ISAs  

Women flock to Isas but miss out on investment returns

Women flock to Isas but miss out on investment returns

Women are stepping up their use of Isas to save but not enough to close the wealth gap between genders, according to research.

Data published by the government shows the number of women investing through Isas has increased by 272,000 in the last year to 11.3m.

But financial adviser Salisbury House Wealth warned women may be investing in the wrong type of Isa if they want to close the wealth gap on men.

The official data follows on from last year, when 82 per cent of women invested in cash-only Isas compared to 75 per cent  of men.

Investment in cash-only Isas is less likely to generate the higher long-term returns needed to close the wealth gap, compared to putting money into stocks and shares Isas.

As a result, Salisbury House Wealth said the gender gap in the average market value of Isa savings is actually widening.

In 2015/16, it was 11 per cent, as the average value of an Isa held by men was £25,459 and for women it was £22,680. This is up from 9 per cent in 2013/14, when men had £22,933 and women had £20,417.

Tracy Browne, wealth management consultant at the Leicester-based adviser, said: “The gender gap in Isa savings is unfortunately getting worse - not better.

“It is great to see a growing number of women using Isas but it is important they adopt the right investment strategy for the long term in order to start closing the wealth gap.

 “While saving in cash is often seen as a ‘safer’ option, it’s not the best for long-term savings growth.

“With interest rates on cash Isas so low, savers with cash products risk seeing the value in real-terms reduce rather than rise over time due to the effect of inflation.

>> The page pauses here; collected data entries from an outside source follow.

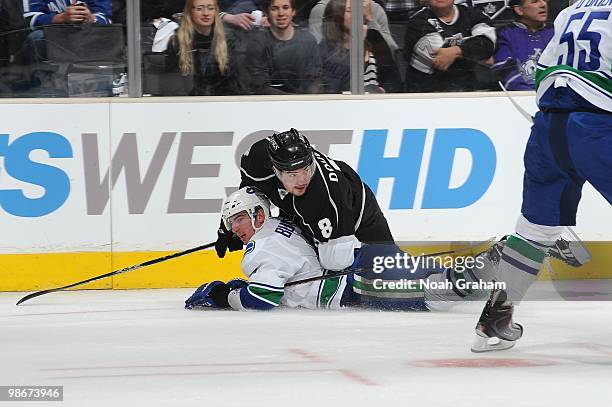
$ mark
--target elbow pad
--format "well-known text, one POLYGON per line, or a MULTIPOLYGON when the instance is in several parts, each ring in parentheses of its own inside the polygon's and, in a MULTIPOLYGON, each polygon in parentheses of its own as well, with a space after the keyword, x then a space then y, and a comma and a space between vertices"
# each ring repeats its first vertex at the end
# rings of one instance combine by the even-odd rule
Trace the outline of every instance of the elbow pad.
POLYGON ((344 270, 355 261, 355 249, 360 243, 355 235, 341 236, 325 243, 319 243, 319 261, 327 270, 344 270))

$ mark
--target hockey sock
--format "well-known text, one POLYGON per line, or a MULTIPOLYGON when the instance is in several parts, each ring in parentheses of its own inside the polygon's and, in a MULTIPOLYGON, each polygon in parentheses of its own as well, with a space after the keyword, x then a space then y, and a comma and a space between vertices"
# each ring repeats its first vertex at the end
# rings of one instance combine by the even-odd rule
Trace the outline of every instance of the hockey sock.
POLYGON ((545 253, 561 236, 563 226, 547 226, 530 222, 520 215, 516 233, 508 238, 499 262, 497 281, 506 283, 508 298, 518 303, 536 280, 545 253))
POLYGON ((549 246, 511 235, 502 250, 497 280, 506 284, 508 297, 518 303, 536 280, 549 246))

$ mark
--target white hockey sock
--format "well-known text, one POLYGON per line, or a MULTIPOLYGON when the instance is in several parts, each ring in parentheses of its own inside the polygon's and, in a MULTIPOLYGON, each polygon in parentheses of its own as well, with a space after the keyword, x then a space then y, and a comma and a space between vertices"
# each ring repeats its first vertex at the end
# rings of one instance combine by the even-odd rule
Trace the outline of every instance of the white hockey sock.
POLYGON ((561 236, 563 226, 546 226, 519 216, 516 233, 508 238, 499 262, 498 281, 506 283, 506 292, 518 304, 538 277, 545 254, 561 236))
POLYGON ((502 250, 497 279, 506 283, 506 292, 515 304, 538 277, 547 246, 531 242, 522 236, 511 235, 502 250))

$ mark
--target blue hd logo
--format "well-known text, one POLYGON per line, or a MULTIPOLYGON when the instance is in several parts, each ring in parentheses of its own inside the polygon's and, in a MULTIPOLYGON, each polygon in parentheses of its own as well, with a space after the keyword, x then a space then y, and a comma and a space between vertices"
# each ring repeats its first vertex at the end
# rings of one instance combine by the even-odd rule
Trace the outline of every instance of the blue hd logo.
MULTIPOLYGON (((365 130, 358 173, 376 194, 381 178, 393 178, 389 209, 412 209, 425 149, 426 129, 405 129, 398 157, 384 157, 388 130, 365 130)), ((495 174, 491 139, 476 129, 436 129, 421 208, 463 208, 478 201, 495 174), (450 188, 455 152, 468 150, 472 168, 462 185, 450 188)))
MULTIPOLYGON (((66 138, 50 132, 25 134, 9 144, 9 135, 0 134, 0 157, 4 171, 15 180, 42 187, 37 198, 27 197, 22 189, 0 189, 0 207, 7 213, 22 217, 39 217, 60 208, 70 194, 70 179, 54 166, 30 159, 34 150, 44 150, 49 158, 72 158, 72 147, 66 138)), ((0 168, 1 170, 2 168, 0 168)), ((0 173, 0 179, 2 179, 0 173)))

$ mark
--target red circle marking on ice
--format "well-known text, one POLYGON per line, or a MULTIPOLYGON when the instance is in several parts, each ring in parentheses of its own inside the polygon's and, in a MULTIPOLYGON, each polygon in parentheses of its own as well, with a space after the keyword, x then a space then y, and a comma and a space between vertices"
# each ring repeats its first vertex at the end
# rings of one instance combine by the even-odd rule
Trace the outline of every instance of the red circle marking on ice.
POLYGON ((450 368, 492 368, 492 367, 538 367, 549 366, 553 362, 533 359, 500 359, 500 358, 481 358, 481 359, 429 359, 414 360, 409 362, 417 367, 450 367, 450 368))

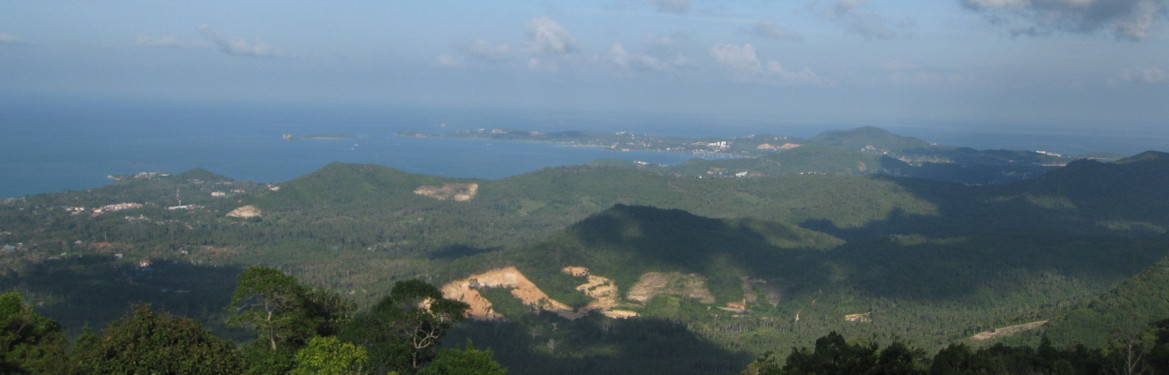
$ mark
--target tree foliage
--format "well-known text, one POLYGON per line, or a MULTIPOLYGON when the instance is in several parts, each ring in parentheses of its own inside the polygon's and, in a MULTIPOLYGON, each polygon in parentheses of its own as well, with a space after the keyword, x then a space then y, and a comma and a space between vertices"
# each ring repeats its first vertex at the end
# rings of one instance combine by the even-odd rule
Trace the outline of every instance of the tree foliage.
POLYGON ((100 338, 78 345, 81 374, 239 374, 243 363, 230 343, 199 323, 145 305, 134 306, 100 338))
POLYGON ((357 315, 344 336, 369 350, 376 372, 412 374, 434 359, 440 340, 468 307, 426 282, 399 281, 389 296, 357 315))
POLYGON ((339 296, 300 285, 277 269, 250 267, 239 276, 228 323, 250 327, 269 350, 304 345, 317 335, 336 334, 351 310, 339 296))
POLYGON ((1037 347, 995 344, 971 348, 946 346, 933 357, 900 341, 881 349, 872 343, 849 343, 836 332, 797 348, 781 360, 766 353, 743 375, 982 375, 982 374, 1163 374, 1169 370, 1169 319, 1154 322, 1142 335, 1108 344, 1058 348, 1044 339, 1037 347))
POLYGON ((463 349, 443 349, 434 361, 418 371, 419 375, 506 375, 507 370, 495 362, 491 349, 478 350, 467 340, 463 349))
POLYGON ((64 372, 67 343, 61 326, 34 312, 19 293, 0 294, 0 373, 64 372))
POLYGON ((335 336, 317 336, 296 352, 296 367, 289 375, 362 375, 368 361, 363 347, 335 336))

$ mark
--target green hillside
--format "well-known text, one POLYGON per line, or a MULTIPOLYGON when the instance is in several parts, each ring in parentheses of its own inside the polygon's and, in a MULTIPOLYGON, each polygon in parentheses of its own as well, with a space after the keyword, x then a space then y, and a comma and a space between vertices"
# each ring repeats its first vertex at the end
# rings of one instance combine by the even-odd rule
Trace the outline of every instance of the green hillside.
MULTIPOLYGON (((995 327, 1051 320, 1050 337, 1066 344, 1100 338, 1087 321, 1122 327, 1130 307, 1107 302, 1110 290, 1138 301, 1157 290, 1152 276, 1125 280, 1169 251, 1166 160, 1147 153, 1081 161, 989 186, 897 177, 923 167, 834 146, 677 167, 702 170, 702 178, 588 165, 472 180, 333 163, 268 186, 192 171, 6 200, 0 245, 10 248, 0 265, 6 288, 73 332, 140 301, 212 322, 224 286, 198 280, 248 265, 279 267, 359 306, 395 280, 441 285, 515 266, 550 298, 580 307, 593 302, 576 289, 583 279, 561 272, 577 266, 612 281, 614 309, 666 322, 630 324, 623 342, 680 326, 693 335, 689 347, 714 345, 727 356, 785 352, 831 331, 882 342, 898 336, 932 350, 995 327), (860 173, 856 160, 884 172, 869 174, 865 164, 860 173), (840 169, 706 174, 733 162, 840 169), (194 206, 172 209, 180 198, 194 206), (95 211, 125 202, 140 206, 95 211), (256 216, 228 215, 245 206, 256 216), (141 271, 140 260, 153 260, 157 271, 141 271), (194 288, 206 292, 174 292, 194 288), (65 306, 85 306, 86 314, 65 306), (1096 315, 1103 318, 1079 318, 1096 315)), ((484 295, 512 319, 498 324, 572 326, 556 316, 524 317, 506 292, 484 295)), ((1159 311, 1149 305, 1134 321, 1159 311)), ((569 347, 611 356, 605 345, 622 345, 602 344, 596 326, 573 324, 582 331, 555 336, 575 340, 569 347)), ((466 336, 497 345, 509 360, 544 355, 517 346, 505 353, 501 328, 476 327, 466 336)))
MULTIPOLYGON (((1169 238, 1150 246, 1167 247, 1169 238)), ((1148 322, 1169 316, 1169 259, 1125 280, 1052 320, 1042 335, 1057 343, 1104 346, 1148 329, 1148 322)))
POLYGON ((791 274, 805 265, 805 254, 841 243, 781 223, 617 205, 517 257, 537 284, 555 278, 543 276, 547 270, 566 266, 588 267, 619 286, 634 285, 646 272, 696 273, 707 279, 715 300, 725 303, 743 298, 743 277, 791 274))

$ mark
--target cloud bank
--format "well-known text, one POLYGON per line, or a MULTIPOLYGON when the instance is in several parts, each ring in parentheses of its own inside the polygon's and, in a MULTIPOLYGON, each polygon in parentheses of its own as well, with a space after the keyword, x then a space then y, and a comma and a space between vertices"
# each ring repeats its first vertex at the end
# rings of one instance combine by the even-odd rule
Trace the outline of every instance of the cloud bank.
POLYGON ((1169 17, 1169 0, 959 0, 1013 35, 1111 32, 1144 40, 1169 17))

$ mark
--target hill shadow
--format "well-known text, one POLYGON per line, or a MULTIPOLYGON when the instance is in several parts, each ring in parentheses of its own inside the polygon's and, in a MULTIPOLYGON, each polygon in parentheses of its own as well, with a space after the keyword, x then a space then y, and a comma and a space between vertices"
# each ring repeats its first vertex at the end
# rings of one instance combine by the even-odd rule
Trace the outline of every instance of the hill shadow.
POLYGON ((474 247, 474 246, 469 246, 469 245, 450 245, 450 246, 444 246, 438 250, 435 250, 435 251, 427 254, 427 258, 429 258, 431 260, 439 260, 439 259, 451 260, 451 259, 458 259, 458 258, 463 258, 463 257, 474 256, 474 255, 487 254, 487 253, 491 253, 491 252, 497 252, 500 250, 503 250, 503 248, 502 247, 479 248, 479 247, 474 247))
POLYGON ((223 308, 231 300, 240 272, 238 267, 171 261, 141 267, 93 255, 32 264, 0 279, 0 286, 20 291, 38 312, 61 323, 70 335, 85 327, 104 328, 131 305, 147 303, 201 321, 223 337, 238 338, 241 331, 224 326, 223 308))
POLYGON ((660 319, 565 320, 545 313, 529 323, 465 322, 444 345, 473 340, 491 348, 510 374, 731 374, 753 358, 660 319))
POLYGON ((1082 161, 993 186, 875 177, 931 203, 936 214, 894 210, 859 227, 799 225, 847 240, 824 261, 851 270, 851 286, 874 296, 959 298, 1043 275, 1110 285, 1169 253, 1156 230, 1169 223, 1165 160, 1082 161))
POLYGON ((791 288, 826 282, 830 272, 819 257, 837 243, 788 224, 618 204, 537 245, 524 263, 587 266, 618 285, 634 285, 645 272, 698 273, 716 298, 735 300, 741 276, 799 280, 791 288))

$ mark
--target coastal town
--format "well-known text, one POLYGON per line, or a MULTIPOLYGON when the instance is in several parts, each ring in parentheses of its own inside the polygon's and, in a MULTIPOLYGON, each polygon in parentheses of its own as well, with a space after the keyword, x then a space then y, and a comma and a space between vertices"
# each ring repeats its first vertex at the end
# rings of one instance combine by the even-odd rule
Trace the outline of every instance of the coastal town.
POLYGON ((748 135, 738 138, 661 137, 630 131, 612 133, 585 131, 535 131, 509 129, 471 129, 453 133, 428 134, 401 131, 398 136, 415 138, 462 138, 500 141, 551 142, 569 146, 601 147, 613 151, 679 152, 704 156, 753 157, 800 147, 794 137, 748 135))

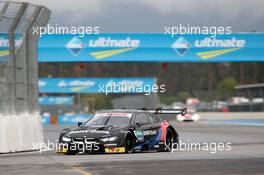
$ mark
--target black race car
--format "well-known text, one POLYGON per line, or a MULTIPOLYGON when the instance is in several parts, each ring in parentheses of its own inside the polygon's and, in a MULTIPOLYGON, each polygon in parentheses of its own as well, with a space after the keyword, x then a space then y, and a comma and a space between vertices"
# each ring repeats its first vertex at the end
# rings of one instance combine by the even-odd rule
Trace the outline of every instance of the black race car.
POLYGON ((137 151, 170 151, 177 146, 179 135, 175 127, 163 121, 159 114, 185 114, 177 110, 102 110, 75 129, 64 129, 59 136, 58 152, 132 153, 137 151))

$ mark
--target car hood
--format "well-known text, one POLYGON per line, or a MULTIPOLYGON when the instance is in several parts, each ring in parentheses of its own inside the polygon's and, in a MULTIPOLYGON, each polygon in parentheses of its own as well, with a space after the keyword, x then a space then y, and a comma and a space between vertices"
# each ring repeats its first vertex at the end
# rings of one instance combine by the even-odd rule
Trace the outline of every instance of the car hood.
POLYGON ((126 128, 119 126, 81 126, 70 130, 67 135, 71 138, 102 138, 108 136, 118 136, 126 128))

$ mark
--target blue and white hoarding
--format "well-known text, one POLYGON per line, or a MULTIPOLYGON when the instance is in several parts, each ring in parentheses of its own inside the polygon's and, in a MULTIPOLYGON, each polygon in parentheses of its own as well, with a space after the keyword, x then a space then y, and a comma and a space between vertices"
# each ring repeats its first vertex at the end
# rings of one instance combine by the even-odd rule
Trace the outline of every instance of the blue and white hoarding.
POLYGON ((156 85, 154 77, 40 78, 40 93, 145 93, 156 85))
MULTIPOLYGON (((264 34, 43 35, 38 55, 39 62, 263 62, 264 34)), ((8 56, 8 34, 0 33, 0 61, 8 56)))
POLYGON ((50 113, 43 113, 42 115, 41 115, 41 120, 42 120, 42 123, 44 124, 44 125, 49 125, 50 124, 50 118, 51 118, 51 116, 50 116, 50 113))
POLYGON ((59 115, 58 117, 58 124, 77 124, 79 122, 85 123, 89 118, 91 118, 92 114, 64 114, 59 115))
POLYGON ((44 35, 40 62, 242 62, 264 61, 264 34, 44 35))
MULTIPOLYGON (((21 35, 15 36, 15 47, 19 47, 22 43, 21 35)), ((6 61, 10 54, 9 52, 9 39, 8 34, 0 33, 0 61, 6 61)))
POLYGON ((39 97, 41 105, 73 105, 73 96, 42 96, 39 97))

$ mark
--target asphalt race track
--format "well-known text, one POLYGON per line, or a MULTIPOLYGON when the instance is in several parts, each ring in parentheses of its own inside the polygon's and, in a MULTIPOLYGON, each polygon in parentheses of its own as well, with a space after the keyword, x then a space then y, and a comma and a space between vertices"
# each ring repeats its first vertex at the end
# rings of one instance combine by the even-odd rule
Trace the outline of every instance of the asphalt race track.
MULTIPOLYGON (((182 143, 231 143, 231 150, 177 150, 174 153, 67 156, 54 151, 0 155, 0 174, 264 174, 264 127, 176 123, 182 143)), ((55 142, 61 128, 44 126, 45 141, 55 142)), ((72 126, 71 126, 72 127, 72 126)))

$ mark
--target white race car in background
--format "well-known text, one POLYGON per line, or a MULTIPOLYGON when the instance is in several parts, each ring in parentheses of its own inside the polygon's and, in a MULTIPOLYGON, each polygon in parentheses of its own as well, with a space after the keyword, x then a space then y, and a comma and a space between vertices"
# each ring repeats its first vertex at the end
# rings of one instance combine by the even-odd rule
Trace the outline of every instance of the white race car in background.
POLYGON ((194 122, 199 121, 200 116, 195 111, 187 111, 185 115, 177 115, 176 120, 180 122, 194 122))

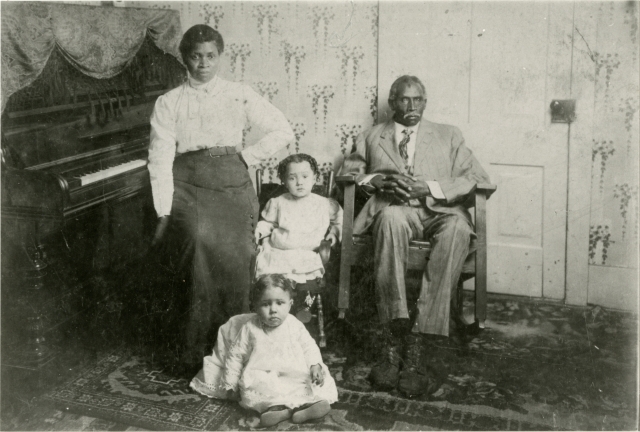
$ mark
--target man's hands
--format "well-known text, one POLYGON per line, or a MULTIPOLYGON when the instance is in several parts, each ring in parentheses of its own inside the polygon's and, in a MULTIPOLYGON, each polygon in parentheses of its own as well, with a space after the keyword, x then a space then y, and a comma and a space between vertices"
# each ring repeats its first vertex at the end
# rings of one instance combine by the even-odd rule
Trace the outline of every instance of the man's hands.
POLYGON ((319 386, 324 385, 324 371, 319 364, 311 366, 311 382, 319 386))
POLYGON ((377 192, 383 192, 385 190, 386 178, 386 175, 378 174, 377 176, 369 180, 369 184, 376 188, 377 192))
POLYGON ((404 174, 377 175, 369 183, 379 193, 393 194, 402 201, 429 195, 429 186, 425 181, 404 174))
POLYGON ((153 240, 151 240, 152 248, 154 249, 158 248, 163 243, 168 227, 169 227, 169 216, 159 217, 158 225, 156 225, 156 232, 153 235, 153 240))

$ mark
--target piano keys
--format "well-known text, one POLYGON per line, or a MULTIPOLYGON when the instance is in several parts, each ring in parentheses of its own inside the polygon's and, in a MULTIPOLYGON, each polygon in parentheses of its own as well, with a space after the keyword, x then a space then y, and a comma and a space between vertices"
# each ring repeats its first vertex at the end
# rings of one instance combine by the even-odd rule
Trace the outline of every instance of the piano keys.
POLYGON ((129 171, 133 171, 136 168, 144 166, 147 166, 146 159, 134 159, 126 162, 119 162, 114 165, 108 162, 101 165, 100 169, 97 171, 81 174, 74 178, 80 180, 80 186, 82 187, 97 181, 110 179, 111 177, 115 177, 119 174, 128 173, 129 171))

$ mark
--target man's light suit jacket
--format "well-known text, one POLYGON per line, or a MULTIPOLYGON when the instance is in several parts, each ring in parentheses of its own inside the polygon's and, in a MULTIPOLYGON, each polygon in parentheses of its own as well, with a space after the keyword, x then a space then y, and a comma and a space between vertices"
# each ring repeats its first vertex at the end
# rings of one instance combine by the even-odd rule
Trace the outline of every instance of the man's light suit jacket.
MULTIPOLYGON (((462 205, 476 183, 489 183, 489 176, 471 150, 464 145, 460 129, 422 119, 416 136, 413 177, 436 181, 446 199, 431 196, 422 201, 435 213, 453 213, 471 222, 462 205)), ((395 140, 393 121, 361 133, 353 152, 345 159, 341 175, 355 175, 359 183, 367 174, 408 174, 395 140)), ((354 222, 354 233, 364 233, 380 210, 394 202, 390 194, 374 194, 354 222)))

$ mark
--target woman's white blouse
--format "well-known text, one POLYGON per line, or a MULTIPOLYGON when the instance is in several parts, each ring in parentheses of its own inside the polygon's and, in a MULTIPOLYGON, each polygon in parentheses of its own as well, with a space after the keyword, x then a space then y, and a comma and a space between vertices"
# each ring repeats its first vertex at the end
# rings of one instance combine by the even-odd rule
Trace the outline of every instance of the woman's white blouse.
POLYGON ((246 126, 264 134, 242 150, 248 165, 268 159, 294 140, 284 114, 243 83, 216 76, 197 87, 185 82, 158 98, 151 115, 148 164, 158 217, 171 214, 176 153, 210 147, 240 150, 246 126))

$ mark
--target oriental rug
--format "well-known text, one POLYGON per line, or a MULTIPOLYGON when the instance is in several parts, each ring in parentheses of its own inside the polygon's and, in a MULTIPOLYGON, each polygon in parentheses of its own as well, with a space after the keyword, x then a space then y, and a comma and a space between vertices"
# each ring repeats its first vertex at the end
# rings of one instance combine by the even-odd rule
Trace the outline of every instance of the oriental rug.
MULTIPOLYGON (((150 430, 251 430, 257 418, 237 403, 203 397, 127 351, 105 356, 42 398, 58 409, 150 430)), ((548 430, 516 412, 481 412, 387 393, 340 389, 321 421, 275 430, 548 430)))

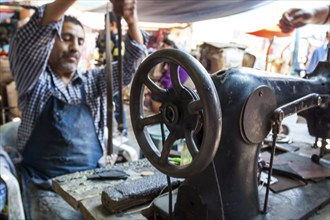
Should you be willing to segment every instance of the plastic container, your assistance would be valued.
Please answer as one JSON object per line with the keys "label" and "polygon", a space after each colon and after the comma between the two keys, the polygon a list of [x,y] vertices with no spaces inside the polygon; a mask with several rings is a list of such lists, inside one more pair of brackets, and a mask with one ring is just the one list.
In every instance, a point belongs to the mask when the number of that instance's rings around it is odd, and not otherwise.
{"label": "plastic container", "polygon": [[5,182],[0,178],[0,213],[6,205],[7,201],[7,187]]}

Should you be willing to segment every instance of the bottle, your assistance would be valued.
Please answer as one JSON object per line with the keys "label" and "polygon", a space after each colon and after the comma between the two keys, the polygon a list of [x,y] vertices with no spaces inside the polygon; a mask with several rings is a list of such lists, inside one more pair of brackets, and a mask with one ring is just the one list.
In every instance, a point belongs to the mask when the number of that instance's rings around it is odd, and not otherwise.
{"label": "bottle", "polygon": [[190,164],[191,161],[192,161],[192,157],[191,157],[191,155],[189,153],[187,144],[184,143],[183,144],[182,151],[181,151],[181,163],[180,163],[180,165],[183,166],[183,165]]}

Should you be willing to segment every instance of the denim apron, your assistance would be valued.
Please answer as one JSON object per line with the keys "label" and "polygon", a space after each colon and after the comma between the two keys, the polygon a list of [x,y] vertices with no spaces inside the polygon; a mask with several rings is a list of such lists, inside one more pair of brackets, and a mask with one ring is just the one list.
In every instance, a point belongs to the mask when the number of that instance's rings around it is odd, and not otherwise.
{"label": "denim apron", "polygon": [[[81,86],[82,102],[65,103],[52,96],[23,150],[22,175],[50,188],[50,179],[94,169],[102,156],[91,110]],[[24,182],[25,182],[24,181]]]}

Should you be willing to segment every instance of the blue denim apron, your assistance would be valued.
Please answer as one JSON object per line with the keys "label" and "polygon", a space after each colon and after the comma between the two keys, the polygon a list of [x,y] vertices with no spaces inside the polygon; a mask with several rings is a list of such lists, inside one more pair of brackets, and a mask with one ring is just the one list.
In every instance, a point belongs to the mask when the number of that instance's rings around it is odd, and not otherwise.
{"label": "blue denim apron", "polygon": [[91,110],[81,88],[82,102],[65,103],[52,96],[46,103],[23,151],[24,182],[50,188],[50,179],[94,169],[102,156]]}

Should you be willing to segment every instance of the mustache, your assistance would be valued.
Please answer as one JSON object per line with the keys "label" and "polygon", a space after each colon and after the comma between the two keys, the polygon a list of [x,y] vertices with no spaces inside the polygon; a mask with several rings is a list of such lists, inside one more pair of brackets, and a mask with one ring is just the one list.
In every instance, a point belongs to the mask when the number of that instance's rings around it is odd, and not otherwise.
{"label": "mustache", "polygon": [[63,57],[64,58],[74,57],[78,60],[80,57],[80,54],[78,52],[67,52],[67,53],[63,53]]}

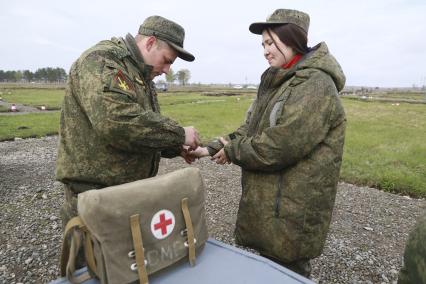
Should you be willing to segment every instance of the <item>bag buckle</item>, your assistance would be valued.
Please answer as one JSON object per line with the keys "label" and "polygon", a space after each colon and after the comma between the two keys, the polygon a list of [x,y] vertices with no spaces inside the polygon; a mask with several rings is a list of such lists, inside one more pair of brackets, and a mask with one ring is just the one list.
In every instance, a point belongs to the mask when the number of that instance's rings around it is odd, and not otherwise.
{"label": "bag buckle", "polygon": [[[144,264],[145,264],[145,266],[147,266],[148,265],[148,261],[145,259],[145,261],[144,261]],[[132,270],[132,271],[136,271],[136,270],[138,270],[138,265],[136,264],[136,262],[135,263],[132,263],[132,265],[130,265],[130,269]]]}
{"label": "bag buckle", "polygon": [[[196,239],[196,238],[194,238],[194,245],[195,245],[196,243],[197,243],[197,239]],[[185,246],[185,247],[189,247],[189,245],[188,245],[188,241],[184,242],[183,244],[184,244],[184,246]]]}

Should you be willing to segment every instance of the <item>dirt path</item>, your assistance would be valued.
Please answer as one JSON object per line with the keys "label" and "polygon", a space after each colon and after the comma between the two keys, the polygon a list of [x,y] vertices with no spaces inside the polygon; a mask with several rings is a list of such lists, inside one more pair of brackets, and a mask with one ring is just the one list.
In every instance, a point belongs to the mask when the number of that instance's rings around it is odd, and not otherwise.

"There’s a strong argument to say that women should consider a less cautious, risk-averse approach when investing to increase the possibility for real growth over the longer term and maximize their savings since they are more likely to be relying on their savings to last longer.”

Aj Somal, and IFA at Birmingham-based Aurora Financial Planning, said he has also noted this trend of women investing into cash Isas.

He said: “l have come across female clients who tend to have more funds in cash Isas than male clients, both young and old.  

“Whether men tend to take more risks with their money then women over the longer term is open to academic research.”